2. Anspruch auf Urlaubsabgeltung

a) Das Arbeitsgericht hat im Ergebnis auch zutreffend angenommen, dass der Klägerin gemäß § 2.3 UA kein Anspruch auf Abgeltung ihres Urlaubsanspruchs für die Jahre 1998 und 1999 zusteht. Dabei kann aufgrund des von ihr im Berufungsverfahren vorgelegten ärztlichen Gutachtens vom 10.09.1998 (Bl. 77-97 d. Akten) zugunsten der Klägerin davon ausgegangen werden, dass sie aufgrund ihrer Bluthochdruckkrankheit und ihres Übergewichts im gesamten Anspruchszeitraum nicht nur erwerbsunfähig, sondern auch arbeitsunfähig, also nicht in der Lage war, die arbeitsvertraglich geschuldete Tätigkeit in der Stanzerei der Beklagten unter Schicht- und Akkordbedingungen zu verrichten. Denn der geltend gemachte Abgeltungsanspruch steht der Klägerin schon deshalb nicht zu, weil das Arbeitsverhältnis der Parteien nach den vorstehenden Ausführungen unter 1. der Gründe seit dem 21.08.1997 und damit während des gesamten maßgeblichen Zeitraums geruht hat.
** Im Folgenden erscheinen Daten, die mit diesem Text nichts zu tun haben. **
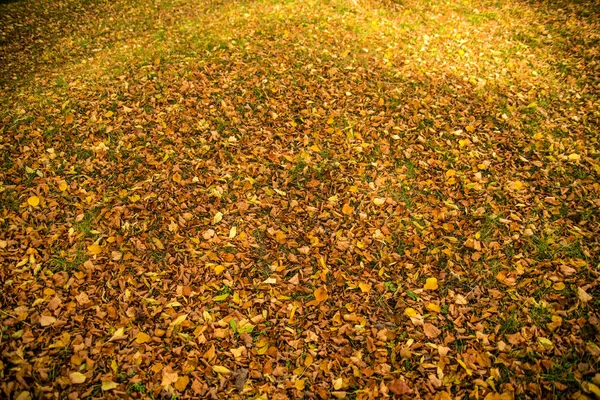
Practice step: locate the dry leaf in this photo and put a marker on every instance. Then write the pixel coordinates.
(431, 284)
(221, 370)
(347, 209)
(321, 294)
(33, 201)
(583, 295)
(47, 320)
(77, 377)
(431, 331)
(142, 338)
b) Zwar führt das Ruhen des Arbeitsverhältnisses gemäß § 2.9 UA nicht zu einem völligen Wegfall des Urlaubsanspruchs, sondern lediglich zu einer Verringerung des Urlaubsanspruchs um 1/12 des Jahresurlaubs für jeden weiteren vollen Monat, wenn das Arbeitsverhältnis kraft Gesetzes oder Vereinbarung zusammenhängend über drei Monate ruht, so dass die Klägerin in den Jahren 1998 und 1999 jeweils einen Urlaubsanspruch in Höhe von 3/12 des vollen Jahresurlaubs von 30 Arbeitstagen (§ 3.1 UA), also in Höhe von jeweils 8 Arbeitstagen (§ 2.6 UA) erworben hat. Dieser Anspruch ist aber gemäß § 2.11 MTV jeweils zum 31.03. des Folgejahres erloschen, da er infolge des fortbestehenden Ruhens des Arbeitsverhältnisses nicht bis zu diesem Zeitpunkt unter Befreiung von der Arbeitspflicht gewährt und genommen und auch nicht im Sinne dieser Tarifnorm erfolglos geltend gemacht werden konnte. Denn die Vereinbarung des Ruhens des Arbeitsverhältnisses beinhaltet gerade die Suspendierung der wechselseitigen Hauptpflichten aus dem Arbeitsverhältnis mit der Folge, dass der jeweilige Gläubiger von seinem Schuldner die Erbringung der Leistung - hier der Arbeitsleistung - nicht mehr verlangen und durchsetzen kann.

c) Die Vorschrift des § 2.3 UA führt zu keinem für die Klägerin günstigeren Ergebnis. Nach dieser Vorschrift ist der Urlaub im fortbestehenden Arbeitsverhältnis abzugelten, wenn die Gewährung von Urlaub infolge längerer Krankheit nicht möglich ist (vgl. BAG AP Nrn. 12, 26, 47, 61, 64 zu § 7 BUrlG Abgeltung). Auch wenn die Klägerin bis zum 31.03.1999 und 31.03.2000 jeweils arbeitsunfähig krank war, beruht die Unmöglichkeit der Urlaubsgewährung bis jeweils zum 31.03. des Folgejahres aber nicht erst auf diesem Umstand, sondern bereits darauf, dass die Klägerin aufgrund der Ruhensvereinbarung überhaupt keine Arbeitspflicht mehr traf, von der sie einerseits zwecks Urlaubsgewährung hätte befreit und was andererseits infolge Krankheit hätte unmöglich werden können, wie dies § 2.3 UA ersichtlich voraussetzt.

d) Da das zusätzliche Urlaubsgeld nach § 4.1 UA Bestandteil der gemäß § 4.5 UA grundsätzlich vor Antritt des Urlaubs zu zahlenden Urlaubsvergütung ist, hinsichtlich der Anspruchsvoraussetzungen also nicht zwischen dem Urlaubsentgelt und dem zusätzlichen Urlaubsgeld differenziert wird, ist der in Höhe von jeweils 5.964,75 DM brutto für die Jahre 1998 und 1999 geltend gemachte Abgeltungsanspruch folglich jeweils im vollen Umfange unbegründet.

3. Dies hat die Zurückweisung der Berufung der Klägerin mit der auf § 97 Abs. 1 ZPO beruhenden Kostenentscheidung zur Folge.

4. Eine Veranlassung zur Zulassung der Revision bestand mangels Vorliegens der Voraussetzungen des § 72 Abs. 2 ArbGG nicht.